Et comme de juste, on reste alors tributaire de la réussite ou non d’une production.
Rigoletto dont la longue histoire est faite de productions souvent lamentables, souvent sans intérêt, se contentant souvent d’être un cadre discret au chant (voire la production Deflo à la Scala qui a duré au-delà de raisonnable), est soumis à l’intelligence un peu débordante et incontrôlée d’Axel Ranisch.

 

D’Axel Ranisch nous avions vu un Haydn, Orlando Paladino, plutôt réussi et tout en ironie (voir notre compte rendu ci-dessous), appuyé lui aussi sur un récit cinématographique doublant le déroulement de l’œuvre, située dans un cinéma de quartier. Même principe ici, où l’histoire de Rigoletto est doublée d’une histoire parallèle de père (Hugo) angoissé par une fille amoureuse d’un disquaire dans les barres des cités de Berlin (ex-Berlin-Est). Mais Rigoletto n’a pas le statut d’Orlando Paladino

C’est bien là la difficulté de l’exercice. Prend-on toujours au sérieux les livrets de Verdi qu’il faille pour leur rendre une vérité actuelle les tordre comme le linge après la lessive. La question de la paternité traverse la littérature, la question des pères abusifs, bons ou méchants traverse aussi le théâtre et l'opéra : ce Rigoletto qui préserve sa fille des dangers de la ville et de la cour de Mantoue corrompue est-il si loin de pères (ou substituts paternels) que sont Arnolphe ou Bartholo ? Et cette fille soumise qui vit sa jeunesse et le réveil des sens est-elle si loin d’une Agnès ou d’une Rosine ? Mais nous sommes là dans la comédie, ici nous frôlons le film noir.
On oublie toujours que le premier titre prévu pour Rigoletto était « La maledizione » et qu’ainsi la note « do » qui marque la dite malédiction s’entend dès le prélude, première note, dans la malédiction de Monterone, et partout où cette malédiction est évoquée, notamment par Rigoletto qui est complètement obsédé par ce qu’a proféré Monterone. Il est donc essentiel que cette intervention de Monterone soit impressionnante scéniquement et vocalement, parce qu’elle est l’élément central de la ligne dramatique de l’œuvre, centrée autour du personnage du père ravagé d’inquiétude pour sa fille.
Or, et ce n’est pas anecdotique, le rôle a été confié non à un chanteur consommé ou à une voix puissante et marquante, mais à un membre du studio de l’Opéra de Munich, une basse ukrainienne valeureuse, Roman Chabaranok, qui n’a pas le poids requis pour la courte, mais déterminante intervention de Monterone. C’est juste une remarque pour cibler non cet artiste, mais les pièges d’une partition et des distributions composées quelquefois par des professionnels qui ne savent prendre en compte les particularités des partitions verdiennes ni leur profondeur. C’est bien le sort que connaît Verdi souvent hors d’Italie. Il y a des œuvres tellement labourées par le répertoire international qu’on finit par en négliger la spécificité, voire la qualité, voire l’exceptionnalité. Il faut tout de même comprendre ce que fut Rigoletto en 1851, comme un coup de tonnerre dans un ciel serein où à l’instar du second acte des Nozze di Figaro, on abandonnait récitatif et pezzo chiuso belcantistes pour une sorte de mélodie continue avant la lettre, un rythme haletant et soutenu de la tragédie d’un univers noir.

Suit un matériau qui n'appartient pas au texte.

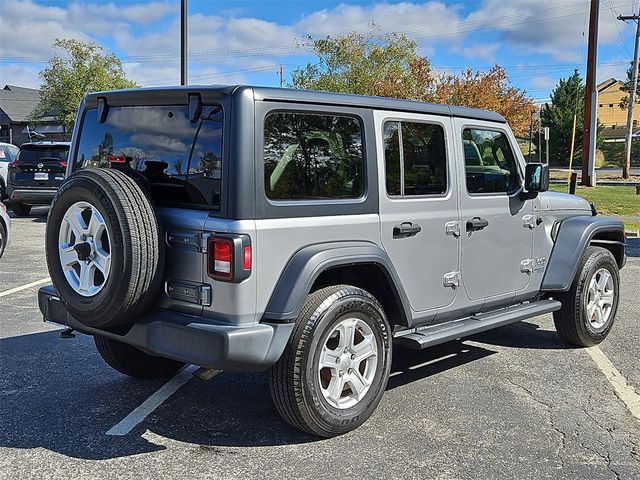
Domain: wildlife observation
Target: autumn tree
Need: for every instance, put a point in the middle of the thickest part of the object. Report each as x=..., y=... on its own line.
x=489, y=90
x=83, y=67
x=370, y=63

Ce Rigoletto ne répond pas à l’œuvre, partiellement son cast, mais pas sa mise en scène : seul Daniele Rustioni essaie par une lecture acérée de la partition, comme nous le verrons, de sauver une ambiance, mais la mise en scène a tapé à côté de la plaque, tirant vers le burlesque quelquefois, cherchant à actualiser par le cinéma une histoire qui n’en a pas tant besoin, et qui a été depuis des décennies actualisée jusqu’à en vomir : il y a eu Jonathan Miller à l’ENO, mais aussi au MET qui fait de Rigoletto un drame de Little Italy, très bien fait d’ailleurs, où le duc est un petit caïd mafieux qui profite de sa position pour lutiner l’italo-américaine en boutons. Au MET, en 2013, MIchael Mayer a transposé l’intrigue dans le milieu non moins interlope mais plus clinquant de Las Vegas en 1960. Et puis il y a eu Rigoletto au cirque (à Aix), Rigoletto dans sa boite (à Paris), en bref, Rigoletto un peu partout, mais pas toujours là où il fallait qu’il fût.
Un Rigoletto de référence pour moi, scéniquement assez sage mais musicalement exceptionnel constitue celui dirigé par Daniele Gatti à l’opéra de Rome en décembre 2018, parce qu’il replace l’univers musical de Rigoletto dans la noirceur. Rigoletto ce sont les brumes épaisses d’une Mantoue sans cesse menaçante, au bord d'un lac glauque et inhospitalier. Et le Duc est souvent vu comme un jeune écervelé m’as-tu vu, au chant coloré, cadencé à n’en plus finir dans un belcantisme démonstratif qui va à contresens de cette ambiance.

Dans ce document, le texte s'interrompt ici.